The Institute developed a process called re-innervation, which takes muscle- contracting signals from the brain and amplifies them so that the controls of a prosthetic arm can translate them into action. Four major nerves that travel down the arm were rerouted to grow into muscles in the chests of amputee patients. So when the brain issued the command to close a fist, a muscle in the chest instead of the (absent) hand or arm made it happen, driving the prosthetic arm to close its fist.
But the researchers got a surprise. Incredibly, stimulating the nerves gave the patient the illusion of sensation in their lost limb. It opens up the possibility of building sensors in the prosthetic that can report back to the nerves of the chest and give the brain the illusion of feedback from a biological hand – anything from temperature to the pressure and texture of real sensation. It could give prosthetic users long dreamed-of speed and dexterity.
THE OTHER IMPORTANT aspect of bionics isn’t just that the brain drives them, but also that they report back to the brain effectively, giving the user the feedback needed to operate at ‘biological’ speed. Think of the array of movements and controls involved when you walk up stairs or catch a ball in flight. There’s a huge amount of data transmitted between your brain and muscles, almost all of it unconscious.
Mechanising that information to drive a prosthetic system of only mechanical components can be a huge undertaking. That much speed relies on the high sensitivity of biological feedback, from the skin, the body’s balance systems and from muscles.
Bio-Tac, created by Gerald Loeb and his team, is a robotic hand that can identify 117 materials by touch. It works because the fingers have ‘fingerprints’, patterns on the surface that report vibrations from different surfaces to a sensor. It works the same way as your own fingerprints, which vibrate at different rates according to what material you’re touching.
“Your fingertips and lips have the most specialised tactile sensors in the body by far,” says Loeb. “When you go to the clothing store, the first thing you do after seeing something you like is stroke it to determine the ‘feel’ of the cloth.”

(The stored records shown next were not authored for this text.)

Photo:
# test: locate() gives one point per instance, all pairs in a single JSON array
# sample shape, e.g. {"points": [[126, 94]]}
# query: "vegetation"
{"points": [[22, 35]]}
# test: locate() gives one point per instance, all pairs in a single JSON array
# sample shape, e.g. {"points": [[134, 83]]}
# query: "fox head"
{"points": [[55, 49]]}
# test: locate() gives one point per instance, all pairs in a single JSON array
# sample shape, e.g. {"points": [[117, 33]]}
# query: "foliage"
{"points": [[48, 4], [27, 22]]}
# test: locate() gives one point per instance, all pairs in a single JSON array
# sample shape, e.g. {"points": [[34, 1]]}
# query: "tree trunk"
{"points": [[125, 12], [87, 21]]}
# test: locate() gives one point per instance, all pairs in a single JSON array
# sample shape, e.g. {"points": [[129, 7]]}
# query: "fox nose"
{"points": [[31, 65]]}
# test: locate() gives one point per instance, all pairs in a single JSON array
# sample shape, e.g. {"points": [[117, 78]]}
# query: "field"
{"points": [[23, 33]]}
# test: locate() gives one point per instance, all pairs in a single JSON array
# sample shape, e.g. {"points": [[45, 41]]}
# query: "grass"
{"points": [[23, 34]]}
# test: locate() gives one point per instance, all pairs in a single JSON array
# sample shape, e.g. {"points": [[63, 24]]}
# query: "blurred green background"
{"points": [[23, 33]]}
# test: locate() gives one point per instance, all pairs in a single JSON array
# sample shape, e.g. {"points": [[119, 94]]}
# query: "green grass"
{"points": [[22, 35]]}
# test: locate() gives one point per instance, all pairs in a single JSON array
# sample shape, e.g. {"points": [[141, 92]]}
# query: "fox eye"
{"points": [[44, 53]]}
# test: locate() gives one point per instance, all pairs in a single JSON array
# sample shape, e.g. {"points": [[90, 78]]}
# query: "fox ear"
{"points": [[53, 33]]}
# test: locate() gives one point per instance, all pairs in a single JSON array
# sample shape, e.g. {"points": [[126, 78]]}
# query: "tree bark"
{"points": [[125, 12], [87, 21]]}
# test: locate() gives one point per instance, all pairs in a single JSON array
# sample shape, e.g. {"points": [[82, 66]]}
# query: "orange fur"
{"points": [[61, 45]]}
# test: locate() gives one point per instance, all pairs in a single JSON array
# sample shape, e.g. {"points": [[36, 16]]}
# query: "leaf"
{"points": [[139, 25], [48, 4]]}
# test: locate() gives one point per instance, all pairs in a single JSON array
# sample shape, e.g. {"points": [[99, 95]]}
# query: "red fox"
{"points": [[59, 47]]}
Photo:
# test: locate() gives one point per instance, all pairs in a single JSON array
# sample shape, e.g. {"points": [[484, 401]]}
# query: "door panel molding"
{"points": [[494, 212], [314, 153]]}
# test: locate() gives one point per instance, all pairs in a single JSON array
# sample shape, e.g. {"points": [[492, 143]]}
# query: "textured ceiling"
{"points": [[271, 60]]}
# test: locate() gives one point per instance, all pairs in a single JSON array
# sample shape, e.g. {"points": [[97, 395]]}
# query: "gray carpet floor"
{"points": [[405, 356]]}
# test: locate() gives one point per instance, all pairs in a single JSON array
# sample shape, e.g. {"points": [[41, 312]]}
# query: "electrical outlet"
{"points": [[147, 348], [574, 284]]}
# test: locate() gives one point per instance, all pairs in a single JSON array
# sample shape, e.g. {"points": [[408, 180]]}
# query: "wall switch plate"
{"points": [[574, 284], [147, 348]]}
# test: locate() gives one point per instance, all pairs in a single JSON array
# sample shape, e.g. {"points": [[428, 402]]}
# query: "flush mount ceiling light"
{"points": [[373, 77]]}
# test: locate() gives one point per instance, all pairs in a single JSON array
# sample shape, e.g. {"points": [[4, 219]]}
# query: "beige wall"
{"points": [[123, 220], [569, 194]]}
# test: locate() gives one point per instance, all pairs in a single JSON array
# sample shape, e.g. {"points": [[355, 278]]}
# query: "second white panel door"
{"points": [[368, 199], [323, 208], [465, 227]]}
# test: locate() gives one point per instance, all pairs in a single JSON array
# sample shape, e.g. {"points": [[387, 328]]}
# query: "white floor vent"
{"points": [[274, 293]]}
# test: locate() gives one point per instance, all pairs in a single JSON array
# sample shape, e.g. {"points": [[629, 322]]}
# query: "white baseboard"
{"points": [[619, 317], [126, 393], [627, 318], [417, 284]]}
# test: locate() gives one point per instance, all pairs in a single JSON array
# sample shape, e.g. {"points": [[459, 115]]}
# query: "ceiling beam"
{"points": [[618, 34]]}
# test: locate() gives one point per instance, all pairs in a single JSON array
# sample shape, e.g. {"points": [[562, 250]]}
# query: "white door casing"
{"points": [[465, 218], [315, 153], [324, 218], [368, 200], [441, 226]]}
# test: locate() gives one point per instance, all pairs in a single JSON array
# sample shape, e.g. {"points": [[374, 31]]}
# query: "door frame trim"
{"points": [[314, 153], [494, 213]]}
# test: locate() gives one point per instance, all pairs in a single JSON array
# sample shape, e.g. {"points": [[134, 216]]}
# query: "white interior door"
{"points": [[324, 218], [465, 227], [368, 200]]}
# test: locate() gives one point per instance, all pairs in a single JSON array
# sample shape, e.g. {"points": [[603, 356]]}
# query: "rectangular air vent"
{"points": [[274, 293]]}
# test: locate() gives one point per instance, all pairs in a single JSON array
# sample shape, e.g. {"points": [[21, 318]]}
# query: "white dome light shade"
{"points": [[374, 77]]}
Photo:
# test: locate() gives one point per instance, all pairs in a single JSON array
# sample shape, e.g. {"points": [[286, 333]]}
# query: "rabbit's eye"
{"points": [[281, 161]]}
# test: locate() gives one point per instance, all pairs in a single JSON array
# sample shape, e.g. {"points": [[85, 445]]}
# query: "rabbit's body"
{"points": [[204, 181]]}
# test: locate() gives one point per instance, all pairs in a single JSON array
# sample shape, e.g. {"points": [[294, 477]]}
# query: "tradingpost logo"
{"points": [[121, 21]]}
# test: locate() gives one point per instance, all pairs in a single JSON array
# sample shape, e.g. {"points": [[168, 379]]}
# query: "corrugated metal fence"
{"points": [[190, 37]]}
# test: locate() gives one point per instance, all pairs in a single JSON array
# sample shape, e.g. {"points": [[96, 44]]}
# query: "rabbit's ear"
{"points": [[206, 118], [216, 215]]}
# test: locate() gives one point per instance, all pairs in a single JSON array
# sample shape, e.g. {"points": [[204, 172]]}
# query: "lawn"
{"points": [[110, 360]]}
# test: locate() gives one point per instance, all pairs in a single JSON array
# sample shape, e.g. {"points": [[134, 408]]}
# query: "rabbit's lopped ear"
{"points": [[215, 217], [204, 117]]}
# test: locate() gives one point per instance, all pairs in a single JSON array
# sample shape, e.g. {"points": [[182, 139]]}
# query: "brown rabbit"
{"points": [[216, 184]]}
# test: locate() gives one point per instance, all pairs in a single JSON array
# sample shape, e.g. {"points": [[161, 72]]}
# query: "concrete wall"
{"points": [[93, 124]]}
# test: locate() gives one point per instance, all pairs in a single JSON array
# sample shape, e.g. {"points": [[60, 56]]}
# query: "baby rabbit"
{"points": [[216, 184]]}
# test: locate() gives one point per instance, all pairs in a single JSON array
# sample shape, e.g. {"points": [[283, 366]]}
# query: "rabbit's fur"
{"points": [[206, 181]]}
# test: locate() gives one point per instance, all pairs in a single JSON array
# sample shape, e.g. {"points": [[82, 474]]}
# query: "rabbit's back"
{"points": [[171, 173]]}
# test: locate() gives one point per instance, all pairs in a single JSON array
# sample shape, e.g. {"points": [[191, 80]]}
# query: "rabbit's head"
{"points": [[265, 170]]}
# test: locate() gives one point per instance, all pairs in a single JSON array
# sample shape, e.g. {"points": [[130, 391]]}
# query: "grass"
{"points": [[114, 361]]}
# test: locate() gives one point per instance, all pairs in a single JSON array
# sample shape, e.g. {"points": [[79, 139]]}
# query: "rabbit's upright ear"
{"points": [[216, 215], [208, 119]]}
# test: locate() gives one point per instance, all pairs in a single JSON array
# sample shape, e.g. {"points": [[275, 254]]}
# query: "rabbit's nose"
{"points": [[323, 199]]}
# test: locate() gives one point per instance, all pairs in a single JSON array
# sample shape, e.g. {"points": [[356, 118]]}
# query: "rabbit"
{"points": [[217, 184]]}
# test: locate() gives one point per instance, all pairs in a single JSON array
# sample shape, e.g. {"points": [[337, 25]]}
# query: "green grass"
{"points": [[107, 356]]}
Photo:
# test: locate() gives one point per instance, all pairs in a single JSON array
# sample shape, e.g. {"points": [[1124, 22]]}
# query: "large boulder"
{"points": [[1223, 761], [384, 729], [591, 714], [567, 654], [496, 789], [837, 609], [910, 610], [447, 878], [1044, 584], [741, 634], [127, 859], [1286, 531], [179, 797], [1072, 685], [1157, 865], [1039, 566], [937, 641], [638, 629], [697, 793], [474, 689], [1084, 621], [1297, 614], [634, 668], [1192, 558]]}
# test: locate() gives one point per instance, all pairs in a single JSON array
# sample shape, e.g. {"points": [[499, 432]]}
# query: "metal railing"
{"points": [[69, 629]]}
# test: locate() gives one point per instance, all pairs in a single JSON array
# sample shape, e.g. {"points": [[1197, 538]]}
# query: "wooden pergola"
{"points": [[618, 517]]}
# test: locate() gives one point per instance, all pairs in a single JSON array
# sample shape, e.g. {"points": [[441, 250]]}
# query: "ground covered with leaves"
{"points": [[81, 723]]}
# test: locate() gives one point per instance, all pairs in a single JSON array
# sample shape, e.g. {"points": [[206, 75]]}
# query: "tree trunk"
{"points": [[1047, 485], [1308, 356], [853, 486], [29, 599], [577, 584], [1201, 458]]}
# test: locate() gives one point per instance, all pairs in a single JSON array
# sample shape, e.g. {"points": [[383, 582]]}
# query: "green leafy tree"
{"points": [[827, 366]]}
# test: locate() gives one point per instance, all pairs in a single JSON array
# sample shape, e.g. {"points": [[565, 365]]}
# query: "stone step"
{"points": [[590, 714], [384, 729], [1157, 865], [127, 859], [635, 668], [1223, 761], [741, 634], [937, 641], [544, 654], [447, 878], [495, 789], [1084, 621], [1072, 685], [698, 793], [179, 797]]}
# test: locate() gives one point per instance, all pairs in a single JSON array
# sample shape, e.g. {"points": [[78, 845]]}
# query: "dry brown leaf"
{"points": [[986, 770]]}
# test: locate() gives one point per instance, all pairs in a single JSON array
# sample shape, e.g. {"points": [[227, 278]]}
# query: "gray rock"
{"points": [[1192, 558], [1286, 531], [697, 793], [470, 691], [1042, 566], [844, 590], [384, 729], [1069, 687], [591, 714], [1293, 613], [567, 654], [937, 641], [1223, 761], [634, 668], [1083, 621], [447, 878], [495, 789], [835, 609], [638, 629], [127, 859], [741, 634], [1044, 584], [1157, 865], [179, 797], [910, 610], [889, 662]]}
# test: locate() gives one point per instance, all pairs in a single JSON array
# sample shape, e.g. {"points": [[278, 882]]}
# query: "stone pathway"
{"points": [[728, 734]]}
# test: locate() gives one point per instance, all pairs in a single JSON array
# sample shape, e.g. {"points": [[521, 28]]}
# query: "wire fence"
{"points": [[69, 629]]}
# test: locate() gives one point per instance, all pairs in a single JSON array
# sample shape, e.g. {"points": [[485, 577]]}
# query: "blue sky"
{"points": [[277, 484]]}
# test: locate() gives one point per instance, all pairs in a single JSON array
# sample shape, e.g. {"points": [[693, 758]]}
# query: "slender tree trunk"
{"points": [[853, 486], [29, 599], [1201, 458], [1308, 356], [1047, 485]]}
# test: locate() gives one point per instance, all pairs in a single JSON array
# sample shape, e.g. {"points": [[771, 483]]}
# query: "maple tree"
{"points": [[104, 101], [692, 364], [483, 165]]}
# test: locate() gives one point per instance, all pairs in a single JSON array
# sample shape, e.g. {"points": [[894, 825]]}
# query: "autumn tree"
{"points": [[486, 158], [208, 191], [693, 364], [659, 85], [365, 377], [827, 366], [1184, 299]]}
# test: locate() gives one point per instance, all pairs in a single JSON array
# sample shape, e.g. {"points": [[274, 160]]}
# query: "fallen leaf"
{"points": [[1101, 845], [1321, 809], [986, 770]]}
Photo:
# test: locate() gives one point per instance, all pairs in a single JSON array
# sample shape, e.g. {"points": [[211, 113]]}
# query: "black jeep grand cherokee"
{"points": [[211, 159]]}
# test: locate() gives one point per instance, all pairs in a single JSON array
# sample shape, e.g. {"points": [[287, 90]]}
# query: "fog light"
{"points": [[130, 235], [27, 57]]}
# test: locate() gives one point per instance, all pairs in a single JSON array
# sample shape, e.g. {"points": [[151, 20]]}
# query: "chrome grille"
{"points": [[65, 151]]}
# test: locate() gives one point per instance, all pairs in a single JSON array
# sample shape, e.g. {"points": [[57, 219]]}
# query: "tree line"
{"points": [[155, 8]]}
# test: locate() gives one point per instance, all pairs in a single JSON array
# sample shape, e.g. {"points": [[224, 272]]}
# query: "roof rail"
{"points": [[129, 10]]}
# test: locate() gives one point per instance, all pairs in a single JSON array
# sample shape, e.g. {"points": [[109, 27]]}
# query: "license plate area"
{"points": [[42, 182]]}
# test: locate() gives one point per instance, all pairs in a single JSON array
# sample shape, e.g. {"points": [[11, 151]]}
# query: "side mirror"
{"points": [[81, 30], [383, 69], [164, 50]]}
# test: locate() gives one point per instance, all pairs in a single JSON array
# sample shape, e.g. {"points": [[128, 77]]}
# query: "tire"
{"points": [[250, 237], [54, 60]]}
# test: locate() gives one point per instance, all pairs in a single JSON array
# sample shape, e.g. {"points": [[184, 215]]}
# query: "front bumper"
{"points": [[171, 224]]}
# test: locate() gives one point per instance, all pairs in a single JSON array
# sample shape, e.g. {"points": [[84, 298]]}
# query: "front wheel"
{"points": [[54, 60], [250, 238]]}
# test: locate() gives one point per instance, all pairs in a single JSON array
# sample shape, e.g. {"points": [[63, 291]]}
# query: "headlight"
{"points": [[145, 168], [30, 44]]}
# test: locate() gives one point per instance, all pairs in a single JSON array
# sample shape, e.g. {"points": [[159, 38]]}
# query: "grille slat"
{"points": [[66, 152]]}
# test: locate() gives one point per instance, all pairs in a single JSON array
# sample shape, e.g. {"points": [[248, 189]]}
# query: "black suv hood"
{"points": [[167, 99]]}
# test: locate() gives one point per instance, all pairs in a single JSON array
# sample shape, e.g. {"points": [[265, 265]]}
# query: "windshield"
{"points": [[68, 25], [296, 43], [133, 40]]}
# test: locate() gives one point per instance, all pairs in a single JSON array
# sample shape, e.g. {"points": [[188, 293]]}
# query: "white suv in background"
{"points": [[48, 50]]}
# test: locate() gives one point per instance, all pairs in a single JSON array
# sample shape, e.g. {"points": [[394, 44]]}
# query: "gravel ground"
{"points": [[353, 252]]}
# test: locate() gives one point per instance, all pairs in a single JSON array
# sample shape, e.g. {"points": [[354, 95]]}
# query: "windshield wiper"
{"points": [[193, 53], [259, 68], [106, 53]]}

We’re still a long way from replicating the fine detail or sheer volume of sensory and control data zooming around the 80 billion neurones and 70km of nerves we each carry. The brain still generates the requisite signals to drive your body whether you’ve lost an arm or your eyesight’s degrading, but “accessing and deciphering them is a monumental task”, says Gregg Suaning, a biomedical engineer at the University of New South Wales in Sydney.
Bionics’ first tentative steps into the area have resulted in a system called BrainGate. At Rhode Island’s Brown University in the U.S., researchers in brain–computer interfaces, restorative neurotechnology and assistive robot technology from BrainGate’s brain– computer interface enables people who have lost the use of their arms to control a cursor with the power of thought.
This tiny neural interface can detect and record brain signals, allowing a direct connection with a computer. Is it so hard to conceive, if these techniques were put together, of a human head attached to a completely bionic body?
It’s tempting to imagine where a few more decades of self-powered robotics, interface technology and fine motor control will lead us. Is it so hard to conceive, if these techniques were put together, of a human head attached to a completely bionic body? Exoskeleton devices that enable paraplegics to walk upright already exist, thanks to motors and actuators for movement and gyroscopes and accelerometers for balance and orientation – just like the ones in your smart phone.
The seamless melding of different disciplines will take bionics to a world beyond mere metal and wires. Wallace can see a future many in bionic medicine considered science fiction only five years ago. “I think there’s a general feeling that we’re going to make very significant progress within a decade,” he says.